Покинув Шатле, я отправился в ресторан Вебера, где в те благословенные времена всего за два с половиной франка можно было получить тарелку йоркской ветчины, кружку темного пива, сколько угодно хлеба и большой кусок сыра. Когда я устроился за столом среди всех этих сияющих огней, элегантных вечерних платьев, официантов, которые предупредительно усаживали за соседний столик две молодые пары – я слышал, как их приветствовали: «Добрый вечер, Ренье! Добрый вечер, Мендрон!» – мне показалось, что я приобщился к большой жизни. Мысленно я представил, как все вокруг обращаются и ко мне со словами: «Добрый вечер, Воллар!» И, попивая свое темное пиво, я дал себе слово, что после каждой удачной сделки буду ходить в театр Шатле и ресторан Вебера. Но, вернувшись домой, я с грустью подумал: «Однако я обеднел на четыре франка».

* * *

Итак, я стал деловым человеком. Все, что составляло в то время мое «дело», обошлось мне не более чем в пятьсот франков. Если я сумел продержаться, то лишь благодаря одному «банкиру». Это был славный человек. Он одалживал мне мизерные суммы, требуя около ста процентов. Занимался он всем, чем угодно.

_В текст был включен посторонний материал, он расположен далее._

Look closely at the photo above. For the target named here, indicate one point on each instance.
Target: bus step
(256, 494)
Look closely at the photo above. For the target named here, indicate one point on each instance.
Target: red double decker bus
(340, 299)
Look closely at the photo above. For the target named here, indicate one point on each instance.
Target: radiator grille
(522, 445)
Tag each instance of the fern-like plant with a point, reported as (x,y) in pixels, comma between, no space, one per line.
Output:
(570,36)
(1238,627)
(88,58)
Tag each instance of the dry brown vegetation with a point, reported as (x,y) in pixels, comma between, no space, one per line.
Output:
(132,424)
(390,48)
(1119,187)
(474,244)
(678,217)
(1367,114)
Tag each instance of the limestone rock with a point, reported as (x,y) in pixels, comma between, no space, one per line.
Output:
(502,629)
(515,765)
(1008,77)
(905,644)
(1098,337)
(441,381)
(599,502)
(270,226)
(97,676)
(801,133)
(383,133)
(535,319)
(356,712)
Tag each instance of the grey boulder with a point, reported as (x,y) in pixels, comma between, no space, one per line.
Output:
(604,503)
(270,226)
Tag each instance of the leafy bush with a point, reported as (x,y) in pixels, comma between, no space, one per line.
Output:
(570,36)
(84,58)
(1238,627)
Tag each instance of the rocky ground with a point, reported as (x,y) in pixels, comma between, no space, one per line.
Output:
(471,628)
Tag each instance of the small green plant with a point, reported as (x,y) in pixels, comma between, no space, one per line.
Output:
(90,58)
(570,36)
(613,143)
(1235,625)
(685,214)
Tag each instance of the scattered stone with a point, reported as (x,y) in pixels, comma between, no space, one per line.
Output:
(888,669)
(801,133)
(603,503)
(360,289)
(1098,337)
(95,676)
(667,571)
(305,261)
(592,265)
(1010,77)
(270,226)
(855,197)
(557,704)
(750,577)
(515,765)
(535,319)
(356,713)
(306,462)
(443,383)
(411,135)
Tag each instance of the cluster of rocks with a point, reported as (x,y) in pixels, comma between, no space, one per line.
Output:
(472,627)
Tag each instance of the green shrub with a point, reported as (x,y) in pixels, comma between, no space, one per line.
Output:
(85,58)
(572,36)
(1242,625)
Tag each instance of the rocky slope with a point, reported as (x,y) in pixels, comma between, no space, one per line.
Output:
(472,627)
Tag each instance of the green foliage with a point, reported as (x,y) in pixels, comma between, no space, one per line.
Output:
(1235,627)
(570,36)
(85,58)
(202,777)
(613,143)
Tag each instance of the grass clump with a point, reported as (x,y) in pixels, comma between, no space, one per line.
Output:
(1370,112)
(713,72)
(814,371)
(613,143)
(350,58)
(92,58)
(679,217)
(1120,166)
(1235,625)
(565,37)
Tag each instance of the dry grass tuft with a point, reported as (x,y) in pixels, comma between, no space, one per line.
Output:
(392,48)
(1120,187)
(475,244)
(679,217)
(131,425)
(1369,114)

Мой запас состоял почти исключительно из рисунков и гравюр (их цены показались бы сегодня невероятными), вроде монотипии Дега, купленной мной за десять франков, или великолепных работ Гиса, которые можно было приобрести на набережных начиная от двух франков. Так же и со всем остальным.

Поскольку настоящие жемчужины приобретались по столь низким ценам, я не мог рассчитывать на выгодные сделки, продавая их торговцам: надо было выходить непосредственно на коллекционера.

Однажды «коллега» рассказал мне об одном из своих клиентов, который искал произведения Форена, Вийетта, Ропса, Стейнлена – словом, все то, что считалось тогда «передовым» искусством. «Я знаю, что такие вещи у вас есть», – сказал он. Я ответил что-то неопределенное. А сам подумал: «Как бы узнать фамилию этого покупателя!»

Позднее это мне удалось, и, что самое интересное, благодаря тому же самому торговцу. Как-то он заявил: «Лично я поступаю следующим образом: когда кто-нибудь говорит со мной о деле намеками, чуть позже я повторяю ему слово в слово все, о чем он мне поведал, и очень редко бывает, чтобы он не обронил замечания, которое способно вывести меня на верный след».

По отношению к нему я воспользовался его же собственной хитростью. Снова увидевшись со своим знакомым через какое-то время, я сказал:

– У меня есть клиент, который покупает Форена, Ропса, Стейнлена – словом, всю современную школу.

– Я, кажется, знаю, кто этот ваш клиент, – произнес он.

– Известно, что вам нет равных, но все же…

– Вашего человека зовут Морис И.

– Ну и ну! Верно! Вы меня просто потрясаете!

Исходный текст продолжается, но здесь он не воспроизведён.